От этих Сережиных планов я пришел в неописуемый ужас, поэтому буквально сквозь слезы стал выговаривать ему:
— Ну я, конечно, знал, что ты двинутый на всю свою голову, но не думал, что до такой степени. Я очередные твои 15 суток не выдержу — у меня «крыша поедет». У меня и так мозги набекрень, когда ты там сидишь. Да и вообще, ты соображаешь, что ты мелешь?! Это ж не 5 дней, даже не 5 недель — это целых 5 месяцев! И ты готов ими пожертвовать, чтобы козлы на меня не наезжали? Забудь и думать об этом!
— Да, я готов. Я готов с тобой еще 5 лет отсидеть.
— Я тоже. Но для этого надо на новый срок раскрутиться. В общем, так, Сережа: если ты — не дай Бог! — это сделаешь, я не буду с тобой разговаривать и вообще… попрошусь на другую зону. Пойду в штаб и пожалуюсь на тебя. Скажу, что ты меня истязаешь и заставляешь член в рот брать. Ну, я найду, что сказать.
— Заставляю?! — Сергей засмеялся, засмеялся так звонко, так искренне и легко, что и у меня этот его смех вызвал ответную улыбку. — Да тебя за уши не оттянешь!
— Дурак ты, Серега, и шутки твои дурацкие, — сказал я вполне серьезно и нахмурился, изобразив оскорбленное достоинство.
— Ладно, сынок. Не сердись на меня. Я ведь хочу как лучше. Что-нибудь придумаем, как тебя уберечь от этих козлов. — И он начал излагать свой план. — Для начала надо Виталику письмо на больничку переправить — спросить, не собирается ли он возвращаться в зону. Но это, я думаю, не лучший вариант. Виталик такая хитрая лиса, не хуже нашего опера, что просто ужас. И не дурак он. Боюсь, что он догадывается, чем мы занимались в каптерке и в кабинете у Длинного. У него у самого что-то в этом роде было, он мне как-то по пьянке признался, да я тогда этому значения не придал. Короче, попробую я тебя на 10-й барак перевести. Там и земляки у тебя есть. Стоят они уже неплохо, в обиду не дадут. Работать будешь на токарном, но только по дереву. Это и проще, и интересней. Но перевести тебя туда будет не так-то просто. Я ихнего отрядного совсем не знаю. Он как-то без ширпотреба обходится.

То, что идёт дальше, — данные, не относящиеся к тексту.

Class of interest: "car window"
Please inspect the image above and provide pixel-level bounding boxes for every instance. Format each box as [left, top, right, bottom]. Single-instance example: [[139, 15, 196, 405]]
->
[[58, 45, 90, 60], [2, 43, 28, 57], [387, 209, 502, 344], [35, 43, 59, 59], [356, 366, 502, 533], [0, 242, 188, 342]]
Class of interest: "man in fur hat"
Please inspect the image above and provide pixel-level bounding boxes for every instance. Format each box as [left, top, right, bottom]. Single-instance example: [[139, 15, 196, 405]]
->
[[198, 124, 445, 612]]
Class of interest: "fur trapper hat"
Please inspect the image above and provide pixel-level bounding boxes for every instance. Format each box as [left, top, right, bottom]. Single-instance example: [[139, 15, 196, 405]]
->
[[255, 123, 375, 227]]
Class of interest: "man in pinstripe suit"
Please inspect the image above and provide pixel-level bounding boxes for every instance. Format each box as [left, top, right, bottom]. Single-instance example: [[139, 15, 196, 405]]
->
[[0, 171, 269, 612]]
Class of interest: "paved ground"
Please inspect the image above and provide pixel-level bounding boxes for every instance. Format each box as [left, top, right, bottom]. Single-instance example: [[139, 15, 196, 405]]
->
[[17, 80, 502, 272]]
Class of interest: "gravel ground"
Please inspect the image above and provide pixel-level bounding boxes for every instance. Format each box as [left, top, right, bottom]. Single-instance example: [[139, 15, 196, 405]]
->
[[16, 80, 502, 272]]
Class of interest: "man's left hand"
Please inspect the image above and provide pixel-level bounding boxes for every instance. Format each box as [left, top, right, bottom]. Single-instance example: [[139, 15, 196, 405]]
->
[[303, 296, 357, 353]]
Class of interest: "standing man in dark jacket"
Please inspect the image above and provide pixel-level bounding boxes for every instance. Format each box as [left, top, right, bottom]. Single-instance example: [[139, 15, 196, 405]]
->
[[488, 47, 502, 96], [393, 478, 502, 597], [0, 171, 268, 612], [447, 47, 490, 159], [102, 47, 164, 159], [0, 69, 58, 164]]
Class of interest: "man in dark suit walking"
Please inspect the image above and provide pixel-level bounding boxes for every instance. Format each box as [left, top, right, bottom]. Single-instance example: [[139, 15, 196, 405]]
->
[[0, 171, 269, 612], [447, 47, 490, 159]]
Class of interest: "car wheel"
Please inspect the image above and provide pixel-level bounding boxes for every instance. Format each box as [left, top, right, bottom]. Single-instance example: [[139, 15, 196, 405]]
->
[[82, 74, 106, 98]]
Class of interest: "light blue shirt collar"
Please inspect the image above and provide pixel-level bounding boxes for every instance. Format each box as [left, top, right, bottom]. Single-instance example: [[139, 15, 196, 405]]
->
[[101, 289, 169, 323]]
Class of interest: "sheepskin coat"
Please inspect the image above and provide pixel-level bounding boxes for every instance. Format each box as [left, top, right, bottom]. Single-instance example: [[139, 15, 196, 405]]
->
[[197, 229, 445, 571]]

— Да, — согласился я с Сергеем, — земляки у меня на 10-м свои в доску. Двое из них даже из нашего района, с Гражданки, Вовка с Петроградской, а Сашка Соколов с Васи.
— С кого? — не понял Сергей. — С какого такого Васи?
— Да с Васильевского острова. Ленинград состоит из островов. Васильевский — самый старый и самый большой, на нем практически и основался Петербург. Но самое первое строение города — Петропавловская крепость — находится на Заячьем острове. В белые ночи, Сережа, да и вообще, можно с ума сойти от красоты!
— Ничего, держись, сынок, скоро и ты все это снова увидишь. А я…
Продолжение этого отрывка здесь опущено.